Alla fine della storia, è intervenuta la Merkel a dettare la linea dicendo che un accordo andava fatto e tagliando corto sulle divisioni nel suo governo che devono averla imbarazzata non poco. Eppure Schauble non ha potuto fare a meno di aggiungere: “Mi raccomando, finché non si completa il programma nessun pagamento alla Grecia”.
varoufakis giovane coi capelli
Per fortuna è la cancelliera a comandare, e a questo punto la sua posizione mi sembra positiva in vista del negoziato finale. Le lezioni sono due: la Germania detta legge, ma il suo potente governo è diviso e imprevedibile. Tutto questo è inquietante per il futuro dell’Europa».
E dell’atteggiamento dei due convitati scomodi, Bce e Fondo Monetario, cosa le è sembrato?
«Lo sa qual è la vera sorpresa? Che i rappresentanti di queste due istituzioni sono negoziatori molto più preparati, più seri, più coerenti, direi più “politici” dei politici stessi.

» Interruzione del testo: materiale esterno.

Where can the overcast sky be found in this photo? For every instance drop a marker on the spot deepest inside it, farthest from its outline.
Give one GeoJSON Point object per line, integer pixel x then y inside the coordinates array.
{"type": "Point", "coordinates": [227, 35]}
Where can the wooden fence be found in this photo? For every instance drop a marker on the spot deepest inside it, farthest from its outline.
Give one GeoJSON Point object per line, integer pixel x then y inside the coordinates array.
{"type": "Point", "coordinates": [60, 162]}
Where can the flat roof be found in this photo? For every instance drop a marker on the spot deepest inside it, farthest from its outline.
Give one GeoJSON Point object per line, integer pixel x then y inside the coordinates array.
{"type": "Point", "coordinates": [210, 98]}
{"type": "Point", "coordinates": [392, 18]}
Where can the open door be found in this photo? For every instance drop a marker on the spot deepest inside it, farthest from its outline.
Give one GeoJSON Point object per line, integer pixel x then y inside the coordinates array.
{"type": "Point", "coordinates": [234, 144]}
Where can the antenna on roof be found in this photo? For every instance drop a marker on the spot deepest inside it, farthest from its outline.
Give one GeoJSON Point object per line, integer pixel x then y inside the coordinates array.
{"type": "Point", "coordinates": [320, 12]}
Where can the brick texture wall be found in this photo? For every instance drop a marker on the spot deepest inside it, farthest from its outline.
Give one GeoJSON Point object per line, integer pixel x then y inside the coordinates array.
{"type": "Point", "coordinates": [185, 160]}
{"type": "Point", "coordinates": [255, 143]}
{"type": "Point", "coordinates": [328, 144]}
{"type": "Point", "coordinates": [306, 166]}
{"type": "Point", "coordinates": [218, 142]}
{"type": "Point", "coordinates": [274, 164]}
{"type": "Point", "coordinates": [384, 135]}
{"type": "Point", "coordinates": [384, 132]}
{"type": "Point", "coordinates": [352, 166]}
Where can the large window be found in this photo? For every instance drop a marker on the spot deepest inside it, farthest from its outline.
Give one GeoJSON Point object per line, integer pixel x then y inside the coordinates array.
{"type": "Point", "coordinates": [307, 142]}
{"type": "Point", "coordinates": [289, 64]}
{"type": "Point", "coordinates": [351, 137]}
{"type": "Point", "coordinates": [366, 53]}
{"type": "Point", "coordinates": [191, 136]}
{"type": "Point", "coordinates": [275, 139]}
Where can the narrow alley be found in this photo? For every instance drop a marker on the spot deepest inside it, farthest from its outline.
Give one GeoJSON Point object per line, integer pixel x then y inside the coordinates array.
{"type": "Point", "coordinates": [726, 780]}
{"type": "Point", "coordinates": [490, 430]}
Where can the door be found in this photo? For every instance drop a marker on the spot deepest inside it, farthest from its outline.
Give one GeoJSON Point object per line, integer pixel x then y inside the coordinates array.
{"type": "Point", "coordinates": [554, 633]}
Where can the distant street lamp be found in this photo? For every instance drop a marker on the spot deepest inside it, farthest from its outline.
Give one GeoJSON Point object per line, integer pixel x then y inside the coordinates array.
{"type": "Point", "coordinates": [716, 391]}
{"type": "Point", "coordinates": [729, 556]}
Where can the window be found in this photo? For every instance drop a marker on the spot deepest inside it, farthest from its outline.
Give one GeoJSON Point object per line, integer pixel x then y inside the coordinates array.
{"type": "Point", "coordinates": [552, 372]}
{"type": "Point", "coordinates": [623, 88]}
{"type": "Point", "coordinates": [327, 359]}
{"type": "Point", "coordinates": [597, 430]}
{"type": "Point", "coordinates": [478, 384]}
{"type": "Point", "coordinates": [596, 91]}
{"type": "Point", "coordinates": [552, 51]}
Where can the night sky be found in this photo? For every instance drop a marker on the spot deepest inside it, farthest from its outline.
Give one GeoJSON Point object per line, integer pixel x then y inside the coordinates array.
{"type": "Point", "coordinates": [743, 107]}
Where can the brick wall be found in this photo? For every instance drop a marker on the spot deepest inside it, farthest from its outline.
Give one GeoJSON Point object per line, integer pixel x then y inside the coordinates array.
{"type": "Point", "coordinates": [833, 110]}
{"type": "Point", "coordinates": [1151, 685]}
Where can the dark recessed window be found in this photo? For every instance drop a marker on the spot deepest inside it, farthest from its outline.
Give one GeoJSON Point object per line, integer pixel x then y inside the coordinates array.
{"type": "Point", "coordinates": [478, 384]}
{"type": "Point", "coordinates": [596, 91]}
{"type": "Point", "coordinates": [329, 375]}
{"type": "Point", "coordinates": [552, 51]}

La Bce ha ampliato opportunamente gli emergency liquidity agreement per le banche greche e mi è sembrata disposta, in presenza di un quadro politico che secondo me è diventato moderatamente favorevole, a ripristinare anche i finanziamenti diretti con i bond greci a garanzia. Anche con il Fondo Monetario si può trattare, non dimenticate che l’altro giorno il segretario al Tesoro americano Jack Lew ha telefonato a Varoufakis dicendo che un accordo è nell’interesse di tutti».
Su quella telefonata, ci sono interpretazioni difformi: è sicuro che il ministro o il premier greco non abbiano fatto qualche errore in questa trattativa?
«Intendiamoci: Varoufakis, così come Tsipras, non è così aggressivo come viene dipinto. Pensi che in privato non manca di lodare Schaeuble, lo ritiene competente e affidabile. Certo, non cederà: per lui l’importante è ripristinare la crescita in Grecia.
Se dovessero metterlo in minoranza, salirebbe sulla sua moto e uscirebbe dalla scena. Lui e Tsipras sono due politici preparati e accorti. Stanno combattendo una battaglia onesta e appassionata in nome del loro Paese che ha perso il 25% del Pil e ha una disoccupazione del 25%. No, non credo che abbiano fatto alcun errore».